Consumer confidence in Japan deteriorated last month to its weakest level since May 2021.

South Korean real GDP grew 4.0% in 2021, most since 2010.

There were 215k new U.S. jobless insurance claims last week, the fewest in eight weeks.

U.S. factory orders increased by 1.4% in January, twice the expected rise. Both durables and other orders climbed more than 1.0% on month, and overall orders were 15.1% above their year-earlier level.

U.S. labor productivity increased 6.6% at an annualized rate between the third and final quarters of 2021. That pace matched the previous estimate and enabled unit labor cost growth to subside to a quarter-on-quarter 0.9% and a 3.5% 12-month increase.

Thursday also saw the publication of numerous more purchasing manager survey results for February:

  • The Institute of Supply Management’s U.S. non-manufacturing PMI survey produced a shocking drop of 4.8 index points to 55.1, defying expectations of a slight improvement. The index peaked in November at 69.1. The survey also reflected rapid inflation.
  • The IHS-compiled U.S. services¬† and composite PMI readings, by contrast, rebounded to a 2-month highs, reflecting diminishing Covid restrictions.
  • Euroland‘s services PMI score, 55.5, was lower than the preliminary estimate but still at a 3-month high. Likewise, the composite euro area PMI swung from an 11-month low of 52.3 in January to a 5-month high of 55.5 in February. The outlook is worrisome, however, because the inflation component was already at a record high and increasingly forcing the ECB previous desire to act with patience, and the invasion of Ukraine inserts a huge new depressant into the picture.
  • China’s services PMI fell to a 6-month low and, at 50.4, conveys near stagnation. China’s composite PMI matched January’s 5-month low score of 50.1.
  • Japan’s composite PMI dropped to a 20-month low of 45.8 from 48.8 in January and 52.5 in December. The services PMI for Japan’s economy was at a 6-month low of 44.2.
  • From Russia, the good PMI news was 7-month reading in both its composite and service sector surveys. The bad news is that Western sanctions against Russia are sending current conditions and future prospects into a tailspin.
  • Australia‘s IHS-compiled composite and service-sector PMI readings of 56.6 and 57.4 represent 8- and 9-month highs.

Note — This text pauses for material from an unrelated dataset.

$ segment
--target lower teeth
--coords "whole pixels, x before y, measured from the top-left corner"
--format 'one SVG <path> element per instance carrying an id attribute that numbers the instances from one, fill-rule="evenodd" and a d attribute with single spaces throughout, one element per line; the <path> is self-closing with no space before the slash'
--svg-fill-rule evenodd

Inflation climbed to a record high, but sentiment about the one-year growth outlook improved. Australia’s AIG-compiled construction PMI rebounded smartly as Covid restrictions receded, printing at a 2-month high of 53.4 after diving to 45.9 in the December-January period.
  • Sweden’s composite PMI remained strong with an above-60 reading but, at 65.3, conveyed the slowest rate of positive growth in six months.
  • Brazil‘s manufacturing purchasing managers index was below the 50 level for a fourth straight month. That level separates expansion from contraction, but the shortfall from 50 was tiny for the reading of 49.6.
  • Hong Kong‘s private PMI slumped six index points to a 22-month low of 42.9 in February. Hong Kong is reeling from China-imposed severe restrictions against social activities.
  • Singapore‘s manufacturing PMI slid 0.4 points to a 6-month low of 50.2.
  • Lebanon‘s private PMI rose to an 8-month high of 47.5.
  • The non-oil purchasing manager indices of Saudi Arabia (56.2), Egypt (48.1), and the United Arab Emirates (54.8) rose to 2-, 3-, and 2-month highs.